Comme beaucoup, nous sommes sous le choc face à l’ampleur des dégâts. Nous pensons aux centaines de pompiers mobilisés sur le terrain et aux personnes évacuées. Nous n’oublions pas non plus la faune et la flore de cet écosystème durement touché.
Nous tenions aussi à mettre en avant nos collègues agriculteurs et agricultrices engagés depuis plusieurs jours sur le front, dans les Hautes-Fagnes mais aussi lors d’incendies qui ont frappé d’autres territoires auparavant. Avec leurs tracteurs et leurs citernes, ils arpentent les chemins forestiers pour contribuer à limiter la propagation du feu.
Merci à ces hommes et ces femmes pour leur engagement et leur solidarité.
Cette solidarité sera essentielle pour faire face aux chocs climatiques qui se multiplient. Nous savons que les agriculteurs et agricultrices continueront à répondre présents.
Mais soyons clairs : la protection des civils et de nos écosystèmes ne peut pas reposer sur l’engagement volontaire des agriculteurs.
Entendre la Commissaire européenne Hadja Lahbib se féliciter de voir les agriculteurs « mis à contribution » n’est pas acceptable.
Car rappelons-le : les agriculteurs représentent moins de 2 % de la population active, tout en ayant la responsabilité de nourrir l’ensemble de la société et d’entretenir près de 40 % du territoire, dans des conditions de plus en plus difficiles.
Et pendant ce temps, la Commission européenne propose de réduire de 22 % le budget de la PAC, justement censé soutenir l’agriculture face à ces défis.
User celles et ceux qui sont en première ligne n’est pas tenable. Les récits héroïques et les félicitations ne suffisent pas à tenir face aux évènements extrêmes.
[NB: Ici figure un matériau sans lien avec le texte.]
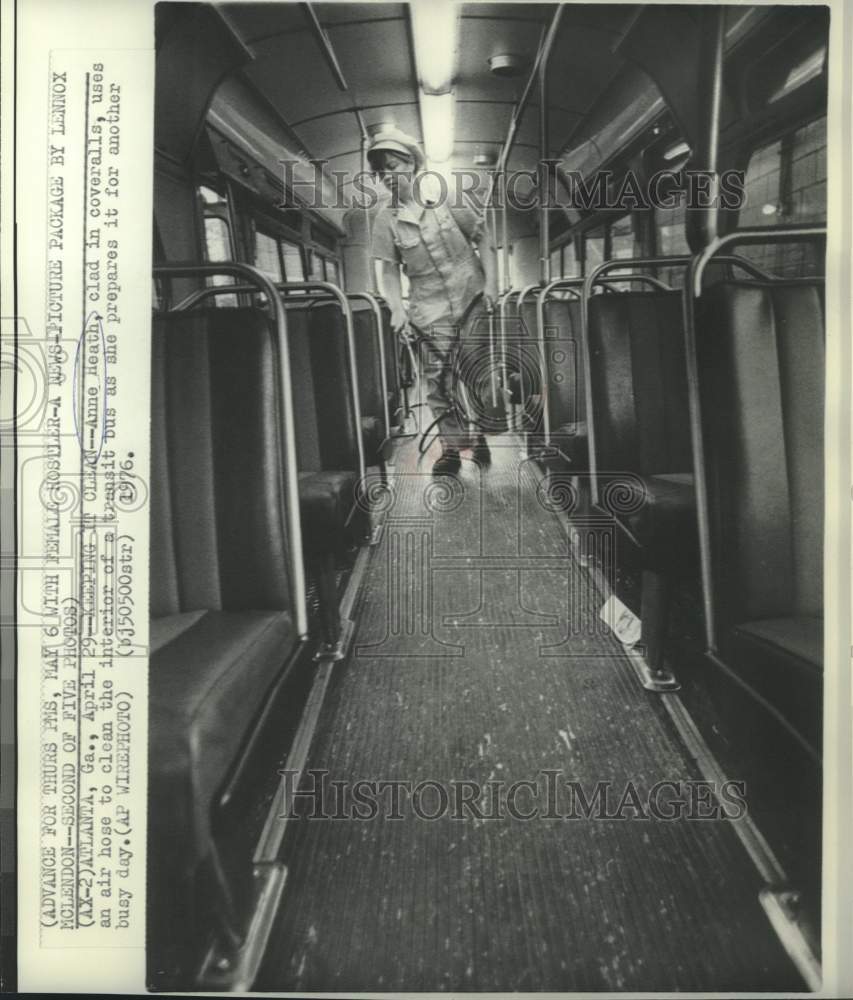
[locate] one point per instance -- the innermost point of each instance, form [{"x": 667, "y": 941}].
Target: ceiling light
[
  {"x": 485, "y": 159},
  {"x": 434, "y": 36},
  {"x": 679, "y": 149},
  {"x": 508, "y": 64},
  {"x": 437, "y": 120}
]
Pour l’avenir et face aux risques qui augmentent, il est nécessaire d’améliorer la coordination entre les agricultteur.rices et les services de secours. C’est une question d’efficacité et de sécurité. Aussi, la question de l’indemnisation des acteurs volontaires tels que les agriculteur.rices doit être discutée.
Nous rappelons enfin que face aux chocs climatiques, nous ne pourrons pas relever seuls les défis qui attendent nos fermes. Nous avons besoin d’une vision claire et d’actes politiques forts.
Le temps des avertissements est terminé. Il est urgent de changer de cap.